Bad Disk == Bad Performance

This website is under heavy load screen grab

We found the root cause for the horrible performance of the Black Duck Open Hub. Our primary database has a disk in the failed state, which is causing massive degradation.  Queries that typically take 60 – 100 ms to execute are taking 2,000 to 3,000 ms and more.  The application server queue, which is typically under 10 requests before being handled, is regularly pushing to 100, which causes our web server to declare “This website is under heavy load”

The problem was masked by a known occasional over-temperature error that would shut down the database.  Digging in to the problem we throttled back the bots that were eagerly crawling this new “openhub.net” domain, ensured the replicated database was properly synchronized, and then dug further to find the bad disk.

On the Good News Front, we have a spare disk in house and will be swapping the disks within the next half-hour.  The RAID disk will need to rebuild, but performance should start improving shortly there after.

As always, thanks for being part of the Open Source community.

About Peter Degen-Portnoy

Mars-One Round2 Candidate.

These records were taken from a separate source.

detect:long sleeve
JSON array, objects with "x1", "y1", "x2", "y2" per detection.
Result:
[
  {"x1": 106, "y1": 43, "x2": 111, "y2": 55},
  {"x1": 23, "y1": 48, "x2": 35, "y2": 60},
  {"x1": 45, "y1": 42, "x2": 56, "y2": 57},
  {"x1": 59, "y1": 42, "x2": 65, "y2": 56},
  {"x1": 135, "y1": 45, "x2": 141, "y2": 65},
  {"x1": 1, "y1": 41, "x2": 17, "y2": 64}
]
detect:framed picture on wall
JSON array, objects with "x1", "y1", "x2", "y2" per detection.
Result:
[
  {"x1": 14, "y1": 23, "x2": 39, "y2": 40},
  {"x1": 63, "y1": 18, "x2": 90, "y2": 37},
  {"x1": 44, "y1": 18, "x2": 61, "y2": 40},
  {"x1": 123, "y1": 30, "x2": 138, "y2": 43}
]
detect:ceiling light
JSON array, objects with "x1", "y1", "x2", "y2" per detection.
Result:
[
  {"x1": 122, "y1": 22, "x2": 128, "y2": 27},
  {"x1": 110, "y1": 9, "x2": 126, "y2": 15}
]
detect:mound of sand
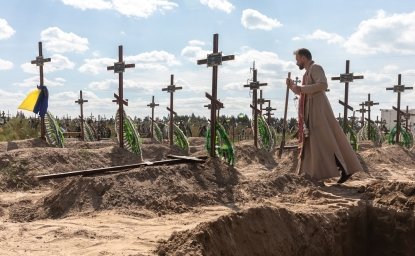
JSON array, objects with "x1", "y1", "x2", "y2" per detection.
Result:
[
  {"x1": 0, "y1": 138, "x2": 415, "y2": 255},
  {"x1": 11, "y1": 157, "x2": 239, "y2": 221}
]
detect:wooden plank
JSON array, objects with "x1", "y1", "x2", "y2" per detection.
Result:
[{"x1": 35, "y1": 156, "x2": 204, "y2": 180}]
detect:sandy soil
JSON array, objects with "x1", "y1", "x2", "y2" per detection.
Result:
[{"x1": 0, "y1": 138, "x2": 415, "y2": 255}]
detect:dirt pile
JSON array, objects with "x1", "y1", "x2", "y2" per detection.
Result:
[
  {"x1": 362, "y1": 181, "x2": 415, "y2": 214},
  {"x1": 157, "y1": 204, "x2": 415, "y2": 255},
  {"x1": 11, "y1": 158, "x2": 239, "y2": 221},
  {"x1": 0, "y1": 139, "x2": 182, "y2": 191}
]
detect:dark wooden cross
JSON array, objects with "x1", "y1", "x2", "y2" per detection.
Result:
[
  {"x1": 147, "y1": 96, "x2": 159, "y2": 139},
  {"x1": 30, "y1": 42, "x2": 51, "y2": 140},
  {"x1": 349, "y1": 111, "x2": 357, "y2": 129},
  {"x1": 75, "y1": 90, "x2": 88, "y2": 140},
  {"x1": 336, "y1": 113, "x2": 342, "y2": 122},
  {"x1": 357, "y1": 102, "x2": 367, "y2": 126},
  {"x1": 203, "y1": 96, "x2": 225, "y2": 117},
  {"x1": 386, "y1": 74, "x2": 413, "y2": 143},
  {"x1": 161, "y1": 75, "x2": 182, "y2": 146},
  {"x1": 197, "y1": 34, "x2": 235, "y2": 157},
  {"x1": 244, "y1": 62, "x2": 267, "y2": 147},
  {"x1": 331, "y1": 60, "x2": 363, "y2": 133},
  {"x1": 264, "y1": 100, "x2": 277, "y2": 125},
  {"x1": 278, "y1": 72, "x2": 301, "y2": 158},
  {"x1": 257, "y1": 90, "x2": 267, "y2": 112},
  {"x1": 403, "y1": 106, "x2": 415, "y2": 131},
  {"x1": 107, "y1": 45, "x2": 135, "y2": 148},
  {"x1": 363, "y1": 93, "x2": 379, "y2": 139}
]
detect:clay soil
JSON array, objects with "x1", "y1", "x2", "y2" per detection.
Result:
[{"x1": 0, "y1": 138, "x2": 415, "y2": 256}]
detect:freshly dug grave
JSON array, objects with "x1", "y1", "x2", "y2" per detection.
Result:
[
  {"x1": 157, "y1": 204, "x2": 415, "y2": 256},
  {"x1": 10, "y1": 160, "x2": 239, "y2": 221},
  {"x1": 0, "y1": 139, "x2": 183, "y2": 191}
]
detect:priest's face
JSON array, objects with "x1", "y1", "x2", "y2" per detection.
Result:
[{"x1": 295, "y1": 54, "x2": 307, "y2": 70}]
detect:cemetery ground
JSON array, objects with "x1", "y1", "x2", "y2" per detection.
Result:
[{"x1": 0, "y1": 137, "x2": 415, "y2": 255}]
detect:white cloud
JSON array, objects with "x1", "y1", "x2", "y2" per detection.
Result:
[
  {"x1": 188, "y1": 40, "x2": 205, "y2": 46},
  {"x1": 79, "y1": 58, "x2": 117, "y2": 75},
  {"x1": 344, "y1": 10, "x2": 415, "y2": 54},
  {"x1": 40, "y1": 27, "x2": 88, "y2": 53},
  {"x1": 200, "y1": 0, "x2": 235, "y2": 13},
  {"x1": 62, "y1": 0, "x2": 112, "y2": 10},
  {"x1": 0, "y1": 18, "x2": 16, "y2": 40},
  {"x1": 79, "y1": 51, "x2": 181, "y2": 75},
  {"x1": 125, "y1": 51, "x2": 180, "y2": 69},
  {"x1": 21, "y1": 54, "x2": 75, "y2": 74},
  {"x1": 293, "y1": 10, "x2": 415, "y2": 55},
  {"x1": 293, "y1": 29, "x2": 345, "y2": 44},
  {"x1": 0, "y1": 59, "x2": 13, "y2": 70},
  {"x1": 241, "y1": 9, "x2": 282, "y2": 30},
  {"x1": 112, "y1": 0, "x2": 179, "y2": 18},
  {"x1": 15, "y1": 76, "x2": 66, "y2": 88},
  {"x1": 62, "y1": 0, "x2": 179, "y2": 18},
  {"x1": 227, "y1": 47, "x2": 297, "y2": 77},
  {"x1": 88, "y1": 79, "x2": 118, "y2": 91},
  {"x1": 181, "y1": 40, "x2": 210, "y2": 62}
]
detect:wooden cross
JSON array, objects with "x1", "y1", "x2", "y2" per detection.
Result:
[
  {"x1": 403, "y1": 106, "x2": 415, "y2": 131},
  {"x1": 363, "y1": 93, "x2": 379, "y2": 139},
  {"x1": 336, "y1": 113, "x2": 342, "y2": 122},
  {"x1": 265, "y1": 100, "x2": 277, "y2": 125},
  {"x1": 75, "y1": 90, "x2": 88, "y2": 140},
  {"x1": 357, "y1": 102, "x2": 367, "y2": 126},
  {"x1": 197, "y1": 34, "x2": 235, "y2": 157},
  {"x1": 162, "y1": 75, "x2": 182, "y2": 146},
  {"x1": 278, "y1": 72, "x2": 301, "y2": 158},
  {"x1": 257, "y1": 90, "x2": 267, "y2": 112},
  {"x1": 386, "y1": 74, "x2": 413, "y2": 143},
  {"x1": 30, "y1": 42, "x2": 51, "y2": 140},
  {"x1": 244, "y1": 62, "x2": 267, "y2": 147},
  {"x1": 203, "y1": 93, "x2": 225, "y2": 117},
  {"x1": 349, "y1": 111, "x2": 357, "y2": 129},
  {"x1": 331, "y1": 60, "x2": 363, "y2": 133},
  {"x1": 147, "y1": 96, "x2": 159, "y2": 139},
  {"x1": 107, "y1": 45, "x2": 135, "y2": 148}
]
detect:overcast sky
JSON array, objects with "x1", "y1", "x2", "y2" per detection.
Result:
[{"x1": 0, "y1": 0, "x2": 415, "y2": 118}]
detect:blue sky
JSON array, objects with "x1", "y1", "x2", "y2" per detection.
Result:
[{"x1": 0, "y1": 0, "x2": 415, "y2": 121}]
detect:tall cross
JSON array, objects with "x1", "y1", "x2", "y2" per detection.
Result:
[
  {"x1": 162, "y1": 75, "x2": 182, "y2": 146},
  {"x1": 197, "y1": 34, "x2": 235, "y2": 157},
  {"x1": 257, "y1": 90, "x2": 267, "y2": 113},
  {"x1": 331, "y1": 60, "x2": 363, "y2": 133},
  {"x1": 75, "y1": 90, "x2": 88, "y2": 140},
  {"x1": 265, "y1": 100, "x2": 277, "y2": 125},
  {"x1": 147, "y1": 96, "x2": 159, "y2": 139},
  {"x1": 107, "y1": 45, "x2": 135, "y2": 148},
  {"x1": 244, "y1": 62, "x2": 267, "y2": 147},
  {"x1": 349, "y1": 111, "x2": 357, "y2": 129},
  {"x1": 30, "y1": 42, "x2": 51, "y2": 140},
  {"x1": 403, "y1": 106, "x2": 415, "y2": 131},
  {"x1": 386, "y1": 74, "x2": 413, "y2": 143},
  {"x1": 363, "y1": 93, "x2": 379, "y2": 139},
  {"x1": 278, "y1": 72, "x2": 301, "y2": 158},
  {"x1": 203, "y1": 98, "x2": 224, "y2": 117},
  {"x1": 374, "y1": 116, "x2": 383, "y2": 127},
  {"x1": 357, "y1": 102, "x2": 367, "y2": 126}
]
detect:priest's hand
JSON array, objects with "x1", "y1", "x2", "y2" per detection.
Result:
[{"x1": 285, "y1": 78, "x2": 301, "y2": 94}]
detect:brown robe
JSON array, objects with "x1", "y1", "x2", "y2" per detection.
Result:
[{"x1": 298, "y1": 63, "x2": 363, "y2": 180}]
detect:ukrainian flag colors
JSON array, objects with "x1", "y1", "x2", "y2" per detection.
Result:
[
  {"x1": 18, "y1": 85, "x2": 49, "y2": 117},
  {"x1": 18, "y1": 89, "x2": 41, "y2": 112}
]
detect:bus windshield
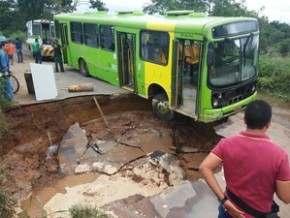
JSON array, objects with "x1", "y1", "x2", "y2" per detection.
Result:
[{"x1": 209, "y1": 34, "x2": 259, "y2": 88}]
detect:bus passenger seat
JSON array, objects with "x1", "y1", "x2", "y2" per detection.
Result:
[
  {"x1": 159, "y1": 52, "x2": 167, "y2": 64},
  {"x1": 185, "y1": 45, "x2": 199, "y2": 64}
]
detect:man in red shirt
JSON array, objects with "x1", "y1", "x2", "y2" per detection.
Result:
[{"x1": 199, "y1": 100, "x2": 290, "y2": 218}]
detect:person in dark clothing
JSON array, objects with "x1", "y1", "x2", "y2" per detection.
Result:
[
  {"x1": 52, "y1": 39, "x2": 64, "y2": 72},
  {"x1": 14, "y1": 38, "x2": 23, "y2": 63},
  {"x1": 32, "y1": 38, "x2": 42, "y2": 64},
  {"x1": 0, "y1": 41, "x2": 14, "y2": 101}
]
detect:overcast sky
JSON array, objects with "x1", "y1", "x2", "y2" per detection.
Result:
[{"x1": 76, "y1": 0, "x2": 290, "y2": 24}]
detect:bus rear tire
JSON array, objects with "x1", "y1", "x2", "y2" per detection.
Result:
[
  {"x1": 79, "y1": 59, "x2": 89, "y2": 77},
  {"x1": 152, "y1": 93, "x2": 174, "y2": 121}
]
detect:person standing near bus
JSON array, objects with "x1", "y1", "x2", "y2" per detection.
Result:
[
  {"x1": 7, "y1": 39, "x2": 15, "y2": 65},
  {"x1": 199, "y1": 100, "x2": 290, "y2": 218},
  {"x1": 0, "y1": 41, "x2": 14, "y2": 101},
  {"x1": 32, "y1": 38, "x2": 42, "y2": 64},
  {"x1": 52, "y1": 39, "x2": 64, "y2": 72},
  {"x1": 14, "y1": 38, "x2": 23, "y2": 63}
]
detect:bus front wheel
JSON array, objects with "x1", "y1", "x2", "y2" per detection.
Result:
[
  {"x1": 152, "y1": 93, "x2": 174, "y2": 121},
  {"x1": 79, "y1": 59, "x2": 89, "y2": 77}
]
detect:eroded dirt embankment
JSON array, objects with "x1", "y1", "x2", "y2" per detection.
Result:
[{"x1": 0, "y1": 95, "x2": 220, "y2": 203}]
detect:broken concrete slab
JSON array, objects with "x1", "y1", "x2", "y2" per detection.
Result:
[
  {"x1": 58, "y1": 123, "x2": 88, "y2": 175},
  {"x1": 93, "y1": 145, "x2": 145, "y2": 175}
]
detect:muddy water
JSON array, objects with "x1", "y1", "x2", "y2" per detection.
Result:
[
  {"x1": 21, "y1": 173, "x2": 99, "y2": 217},
  {"x1": 3, "y1": 95, "x2": 290, "y2": 217},
  {"x1": 13, "y1": 96, "x2": 219, "y2": 217}
]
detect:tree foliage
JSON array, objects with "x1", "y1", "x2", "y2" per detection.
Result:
[{"x1": 90, "y1": 0, "x2": 108, "y2": 11}]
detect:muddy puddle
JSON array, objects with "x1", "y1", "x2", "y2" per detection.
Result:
[{"x1": 0, "y1": 95, "x2": 220, "y2": 217}]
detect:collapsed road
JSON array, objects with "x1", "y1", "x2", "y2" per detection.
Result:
[{"x1": 0, "y1": 57, "x2": 290, "y2": 217}]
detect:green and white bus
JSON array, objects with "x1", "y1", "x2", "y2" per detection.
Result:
[{"x1": 54, "y1": 11, "x2": 259, "y2": 122}]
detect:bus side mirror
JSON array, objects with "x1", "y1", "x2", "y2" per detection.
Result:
[{"x1": 207, "y1": 43, "x2": 215, "y2": 67}]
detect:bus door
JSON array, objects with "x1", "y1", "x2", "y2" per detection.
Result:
[
  {"x1": 117, "y1": 32, "x2": 136, "y2": 91},
  {"x1": 60, "y1": 24, "x2": 68, "y2": 64},
  {"x1": 175, "y1": 39, "x2": 200, "y2": 117}
]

Engineer on the Ohloh development team at Black Duck Software. Family man, athlete, inventor
  • http://www.optaplanner.org/ Geoffrey De Smet

    On a project page, at the bottom, the link “Summary -> Contributors” always ends with nginx time-out. Might be the same cause, but at least the other pages show up after some time.

    • http://degenportnoy.blogspot.com/ Peter Degen-Portnoy

      Thanks for the heads up. The new disk is in place and is rebuilding, but database performance times remain very poor.